Feenzorn
Verzweifelt schüttelte ich mich und versuchte, etwas zu sagen, ich weiß nicht mehr was. Nur ein hilfloses Stammeln kam mir über die Lippen. Schließlich verlor ich das Bewusstsein. Ich kam wieder zu mir, weil kalter Regen auf meinen Rücken prasselte.

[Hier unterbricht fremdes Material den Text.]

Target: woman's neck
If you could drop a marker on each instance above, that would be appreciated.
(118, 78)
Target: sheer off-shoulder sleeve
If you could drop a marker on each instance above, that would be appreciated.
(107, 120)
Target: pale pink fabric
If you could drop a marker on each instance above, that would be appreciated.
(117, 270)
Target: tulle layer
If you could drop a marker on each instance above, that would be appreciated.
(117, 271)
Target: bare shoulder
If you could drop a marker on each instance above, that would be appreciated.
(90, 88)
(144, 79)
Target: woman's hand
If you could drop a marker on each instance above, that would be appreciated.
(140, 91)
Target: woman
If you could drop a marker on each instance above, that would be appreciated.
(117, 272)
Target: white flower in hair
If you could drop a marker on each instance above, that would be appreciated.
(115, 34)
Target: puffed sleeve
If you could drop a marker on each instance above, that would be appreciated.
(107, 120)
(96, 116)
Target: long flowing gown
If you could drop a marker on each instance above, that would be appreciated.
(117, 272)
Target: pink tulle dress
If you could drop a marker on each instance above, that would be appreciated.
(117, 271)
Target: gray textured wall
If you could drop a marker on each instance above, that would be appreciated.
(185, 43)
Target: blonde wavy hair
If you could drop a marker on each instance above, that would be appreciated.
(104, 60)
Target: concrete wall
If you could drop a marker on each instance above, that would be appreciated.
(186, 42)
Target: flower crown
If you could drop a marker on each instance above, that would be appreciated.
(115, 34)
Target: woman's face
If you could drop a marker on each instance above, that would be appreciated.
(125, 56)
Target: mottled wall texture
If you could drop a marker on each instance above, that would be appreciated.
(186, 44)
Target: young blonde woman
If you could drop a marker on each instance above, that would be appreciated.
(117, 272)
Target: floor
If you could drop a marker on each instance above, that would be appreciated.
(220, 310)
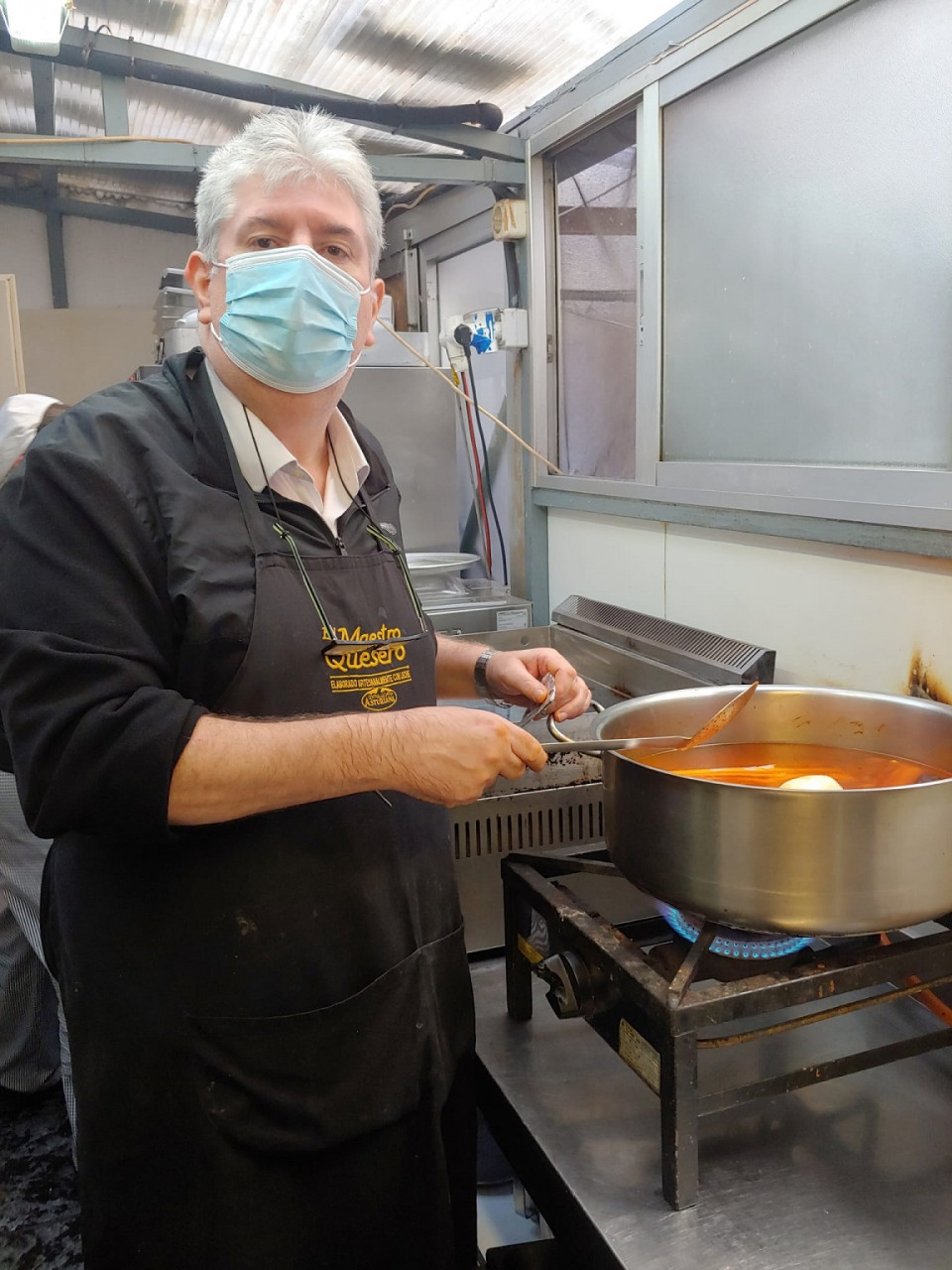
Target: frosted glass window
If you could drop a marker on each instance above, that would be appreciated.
(807, 249)
(598, 309)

Als ich die Augen öffnete, lag ich am Ufer des Michigansees, wo ich meine Patentante gerufen hatte, auf der nassen Erde. Mein Kopf ruhte auf etwas Weichem, das sich als ihr Schoß entpuppte. Sofort richtete ich mich auf und zog mich von ihr zurück. Mir tat der Kopf weh, und die Bilder, die ich mit dem Magierblick gesehen hatte, flößten mir das Gefühl ein, winzig und verletzlich zu sein. Eine Weile saß ich schaudernd im Regen, ehe ich mich wieder an Lea wandte.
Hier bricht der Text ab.